Chapter 1 — The Rooftop World❤️
The city glittered beneath Elena Marquez like a spilled box of diamonds, each one reflecting the sky-high arrogance of the Glass Towers. From the rooftop restaurant where she worked, the world felt untouchable — at least for everyone except her.
Elena tightened her apron, tucked a stray curl behind her ear, and stepped back onto the floor of Skyline, the most exclusive dining spot in the entire tower complex. Velvet chairs, gold-trimmed bar, crystal chandeliers — she could never imagine eating here, let alone belonging here. But working here? That she needed.
“Table twelve wants another round of champagne,” her manager, Kara, said as she swept past. “And try to smile, Elena. These people pay for that.”
Elena bit back a reply — something along the lines of they can buy their own personalities while they’re at it — and forced her expression into what she hoped looked pleasant and not strained.
Another shift. Another ten hours. Another night pretending she fit into a world built for people who had never had to choose between rent and groceries.
At table twelve, a group of investment executives in tailored suits laughed too loudly at jokes that weren’t funny. Elena refilled their glasses, disappearing into the background the way she’d been trained. Eyes down, posture perfect, voice soft but not timid. A balancing act between invisible and attentive.
The elevator chimed.
She glanced over without thinking — and froze.
A man stepped out who didn’t look like he belonged in the restaurant. No, he looked like he owned it. Tall, effortlessly elegant in a charcoal suit, dark hair perfectly in place. The kind of man who didn’t need to announce his wealth; it walked with him.
Adrian Vale.
She had seen his face before — tabloids, news articles, investor magazines on breakroom tables. Heir to Vale Industries. The prince of the Glass Towers. Untouchable. Unreachable. A walking symbol of everything she didn’t trust about the wealthy.
And he was walking straight toward her section.
Of course he was.
“Great,” Elena muttered under her breath. “Just great.”

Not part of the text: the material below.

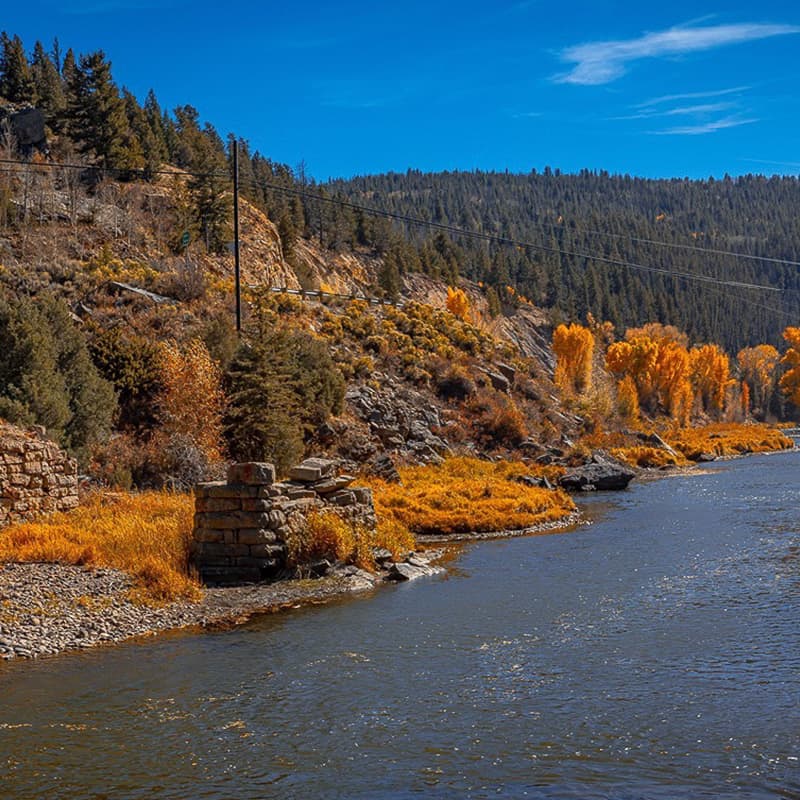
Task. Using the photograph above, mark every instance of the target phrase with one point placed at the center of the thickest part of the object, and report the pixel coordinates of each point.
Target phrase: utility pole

She hurried to clear a table before he reached it. But in her rush, her foot caught on the edge of a chair — and the champagne bottle tipped forward just enough for icy gold liquid to splash across the sleeve of Adrian Vale’s perfectly tailored suit jacket.
Time stopped.
Her heart slammed into her ribs. The executives at table twelve gasped. Kara stiffened across the room.
Adrian looked down at his soaked sleeve… then up at her.
His eyes were a cool blue-gray, sharp and assessing. Elena lifted her chin, bracing for the anger, the arrogance, the entitlement.
Instead, he smiled.
A small, genuine smile that threw her completely off balance.
“That,” he said lightly, “is the most refreshing thing that’s happened to me all day.”
Elena blinked. “…I’m sorry, sir. I didn’t mean—”
“No harm done,” he cut in, still smiling. “Though now I’ll have to sit through dinner smelling like champagne. Could be worse.”
Who talked like that? Who reacted like that?
Certainly not the usual clientele.
“Let me get you a napkin, Mr. Vale,” she managed, heat creeping up her neck.
“Only if you promise to stop calling me ‘sir,’” he said. “Makes me feel older than I am.”
She hesitated. “I’m working. I kind of have to.”
“Then I’ll have to come back when you’re not working,” he said smoothly.
Elena nearly dropped the napkin that time.
He moved past her to meet his waiting party, offering her a polite nod before taking a seat — as though nothing unusual had happened.
But Elena knew better.
Men like Adrian Vale didn’t notice women like her.
They didn’t smile at them.
They definitely didn’t joke with them.
And yet, sitting there under the glow of the skyline, his gaze flicked back to her once… twice… more than once by accident.
Elena swallowed hard, suddenly aware of a strange flutter in her chest.
This was not good.
Not good at all.
Because the Glass Towers were no place for a woman like her to be noticed by a man like Adrian Vale.
And she had a sinking feeling today was just the beginning.